The ICU network that supports our health system is over stretched. There are not enough ICU beds. When there is a critically ill patient there can be frantic phone calls to find a bed, which can be at a considerable distance. There was the recent tragedy of a lady who finally ended up dying in Hereford some months back.  The distances are a problem, not only for the patients, but for the efficient management of staffing. When I asked the question the staff patiently explained to me that transferring a patient to another ICU ties up a doctor and a nurse to travel with them and to then travel back. In the hours this takes their skills are lost to the hospital.

The advice the hospital working group has been given by the Royal college of physicians is that having a level 3 ICU is central to the hospital being able to offer the services that we as the public wish from it.  With ICU level 3 then the hospital can deal with the majority of cases excluding Stroke and Trauma which already go elsewhere. Without it then the level of treatments will be limited, and Maternity and Paediatrics and any acute surgery become impossible.

A key part of the argument for the next few months will be about the level of critical care. How much would it take to give us back a Level 3 ICU? Is there a major cost implication in going from a level 2.5 to a level 3? Should as Jeremy Lefroy suggests the cost of a level 3 be met nationally as part of a national network of scarce Critical care beds?

Which brings us to the baby.

What did shock me last week is a visit to Maternity and Paediatrics, which showed me that some of the assumptions I had made about the way the TSA would carry out their work were wrong. I had assumed that the starting point for their task would have been to visit the different departments in the hospital and to develop an understanding of what people were doing and why, and find out what we already have here that is valuable.
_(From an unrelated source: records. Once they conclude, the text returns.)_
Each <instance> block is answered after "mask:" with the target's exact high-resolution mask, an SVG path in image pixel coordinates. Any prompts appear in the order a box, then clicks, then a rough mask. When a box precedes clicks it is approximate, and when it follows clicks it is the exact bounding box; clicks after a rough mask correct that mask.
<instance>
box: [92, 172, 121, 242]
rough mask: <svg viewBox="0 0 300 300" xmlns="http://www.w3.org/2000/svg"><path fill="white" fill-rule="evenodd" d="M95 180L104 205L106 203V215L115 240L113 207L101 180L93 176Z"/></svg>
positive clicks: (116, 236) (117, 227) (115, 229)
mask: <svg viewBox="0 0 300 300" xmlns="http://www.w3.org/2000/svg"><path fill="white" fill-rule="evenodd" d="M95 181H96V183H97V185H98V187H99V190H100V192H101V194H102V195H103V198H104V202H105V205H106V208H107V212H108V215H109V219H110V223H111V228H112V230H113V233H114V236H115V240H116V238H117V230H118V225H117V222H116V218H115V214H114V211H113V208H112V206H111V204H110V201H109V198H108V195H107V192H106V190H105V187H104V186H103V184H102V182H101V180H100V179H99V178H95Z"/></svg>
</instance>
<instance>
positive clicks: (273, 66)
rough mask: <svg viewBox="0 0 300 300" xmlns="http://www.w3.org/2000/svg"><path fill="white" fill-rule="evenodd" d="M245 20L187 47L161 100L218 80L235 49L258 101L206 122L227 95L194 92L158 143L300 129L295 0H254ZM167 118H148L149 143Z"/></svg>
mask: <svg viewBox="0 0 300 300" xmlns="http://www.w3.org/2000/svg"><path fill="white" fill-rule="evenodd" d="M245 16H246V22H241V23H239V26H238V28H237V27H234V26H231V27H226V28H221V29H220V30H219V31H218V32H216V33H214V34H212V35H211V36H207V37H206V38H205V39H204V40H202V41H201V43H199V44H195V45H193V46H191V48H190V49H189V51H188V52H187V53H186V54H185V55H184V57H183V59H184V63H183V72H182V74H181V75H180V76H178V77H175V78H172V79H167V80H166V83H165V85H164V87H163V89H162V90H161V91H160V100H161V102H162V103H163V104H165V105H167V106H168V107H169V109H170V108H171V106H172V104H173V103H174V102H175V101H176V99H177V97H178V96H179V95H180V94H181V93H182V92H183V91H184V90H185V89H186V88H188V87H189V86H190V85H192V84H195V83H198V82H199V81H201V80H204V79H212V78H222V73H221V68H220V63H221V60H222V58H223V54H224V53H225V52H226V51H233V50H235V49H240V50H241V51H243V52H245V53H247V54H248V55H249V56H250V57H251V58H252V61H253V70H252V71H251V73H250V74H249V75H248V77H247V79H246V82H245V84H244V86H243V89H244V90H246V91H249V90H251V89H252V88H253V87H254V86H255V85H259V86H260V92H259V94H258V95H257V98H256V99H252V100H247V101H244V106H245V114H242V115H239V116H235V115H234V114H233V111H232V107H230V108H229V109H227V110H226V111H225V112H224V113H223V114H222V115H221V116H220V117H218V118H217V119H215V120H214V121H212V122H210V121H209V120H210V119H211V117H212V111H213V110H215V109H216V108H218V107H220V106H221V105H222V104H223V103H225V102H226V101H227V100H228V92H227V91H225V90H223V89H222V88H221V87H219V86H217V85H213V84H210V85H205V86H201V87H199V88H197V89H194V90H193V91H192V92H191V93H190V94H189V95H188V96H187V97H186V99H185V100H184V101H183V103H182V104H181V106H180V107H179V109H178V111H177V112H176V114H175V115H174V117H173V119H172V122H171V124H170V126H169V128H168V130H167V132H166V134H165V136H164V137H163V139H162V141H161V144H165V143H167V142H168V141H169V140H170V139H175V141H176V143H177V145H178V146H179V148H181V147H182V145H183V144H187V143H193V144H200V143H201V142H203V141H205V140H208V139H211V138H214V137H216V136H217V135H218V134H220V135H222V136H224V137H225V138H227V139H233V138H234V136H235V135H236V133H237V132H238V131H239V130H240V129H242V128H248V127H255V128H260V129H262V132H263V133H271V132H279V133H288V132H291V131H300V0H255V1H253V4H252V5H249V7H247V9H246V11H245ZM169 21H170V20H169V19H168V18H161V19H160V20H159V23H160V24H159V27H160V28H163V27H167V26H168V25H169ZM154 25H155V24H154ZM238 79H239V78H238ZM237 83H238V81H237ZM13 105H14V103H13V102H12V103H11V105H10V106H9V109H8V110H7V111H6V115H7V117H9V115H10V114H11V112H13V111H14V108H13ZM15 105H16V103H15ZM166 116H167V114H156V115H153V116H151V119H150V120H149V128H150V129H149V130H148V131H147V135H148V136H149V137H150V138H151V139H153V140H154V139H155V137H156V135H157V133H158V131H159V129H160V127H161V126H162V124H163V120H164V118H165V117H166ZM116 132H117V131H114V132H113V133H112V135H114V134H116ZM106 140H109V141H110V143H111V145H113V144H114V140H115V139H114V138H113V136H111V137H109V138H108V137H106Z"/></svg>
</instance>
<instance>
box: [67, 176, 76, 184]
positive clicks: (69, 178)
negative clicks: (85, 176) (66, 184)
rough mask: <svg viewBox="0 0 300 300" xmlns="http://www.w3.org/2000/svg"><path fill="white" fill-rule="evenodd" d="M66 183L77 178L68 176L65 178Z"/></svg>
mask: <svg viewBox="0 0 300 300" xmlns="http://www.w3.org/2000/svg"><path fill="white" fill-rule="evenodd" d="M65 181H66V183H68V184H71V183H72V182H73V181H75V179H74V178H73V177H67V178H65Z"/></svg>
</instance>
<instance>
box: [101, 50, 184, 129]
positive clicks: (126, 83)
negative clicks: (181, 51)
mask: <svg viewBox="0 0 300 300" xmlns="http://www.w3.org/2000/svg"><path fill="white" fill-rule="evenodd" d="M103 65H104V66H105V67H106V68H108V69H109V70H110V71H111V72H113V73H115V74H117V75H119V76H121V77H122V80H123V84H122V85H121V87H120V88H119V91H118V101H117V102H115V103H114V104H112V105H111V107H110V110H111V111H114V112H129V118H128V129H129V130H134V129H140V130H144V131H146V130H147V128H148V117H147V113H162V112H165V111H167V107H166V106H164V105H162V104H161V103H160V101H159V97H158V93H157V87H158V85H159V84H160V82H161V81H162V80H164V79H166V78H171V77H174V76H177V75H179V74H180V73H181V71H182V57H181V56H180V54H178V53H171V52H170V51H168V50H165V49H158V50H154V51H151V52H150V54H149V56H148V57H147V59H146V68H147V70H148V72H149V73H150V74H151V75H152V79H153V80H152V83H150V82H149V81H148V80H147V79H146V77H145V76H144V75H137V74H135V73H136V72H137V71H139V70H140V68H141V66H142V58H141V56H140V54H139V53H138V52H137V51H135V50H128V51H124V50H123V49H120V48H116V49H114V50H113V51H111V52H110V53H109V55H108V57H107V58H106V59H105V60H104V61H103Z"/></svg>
It was clear to me as I listened to the people from Maternity and the Paediatric departments the immense pride that they have in their work, and the way in which the Paediatric service in particular has developed over the years to meet the particular needs of this community. The service may be unique, It is certainly valuable. The TSA do not currently know this, because they have had no discussion with these departments.

The future of medicine needs to be in the development of integrated care, linking primary, secondary and community care, and working with the wider community to prevent illness and support ill people. District general hospitals are perhaps the best placed organisations to be able to deliver this. The Paediatric service we have in Stafford does just this, and the TSA that are downgrading the service do not know, because they have not looked.

The TSA have come to this task armed with reports from the Royal colleges to support their decisions to centralise care in bigger hospitals. I know that there are many strong arguments against this. Are there enough people speaking out to make the case for the District General Hospitals of the future?

For me Stafford is not just about Stafford, it is about the future of the NHS and the future of the District General Hospital. We need the help of others who care about this to come to our aid now.

I do not know what the next few months will bring, but I hope that this period of consultation can bring us all a better understanding of the kind of service we need for the future, and the way we can build on valuable local knowledge to give us that.

If we go back to the Academy of royal medical colleges report they are very clear that reconfiguration of the health service can only be done successfully with the support of the community, and that the pressure that TSAs have to work under are not an ideal starting point to achieve that. I hope that that TSA will go into the consultation process prepared to listen, prepared to understand more, and prepared to help this community achieve the outcomes that it deserves.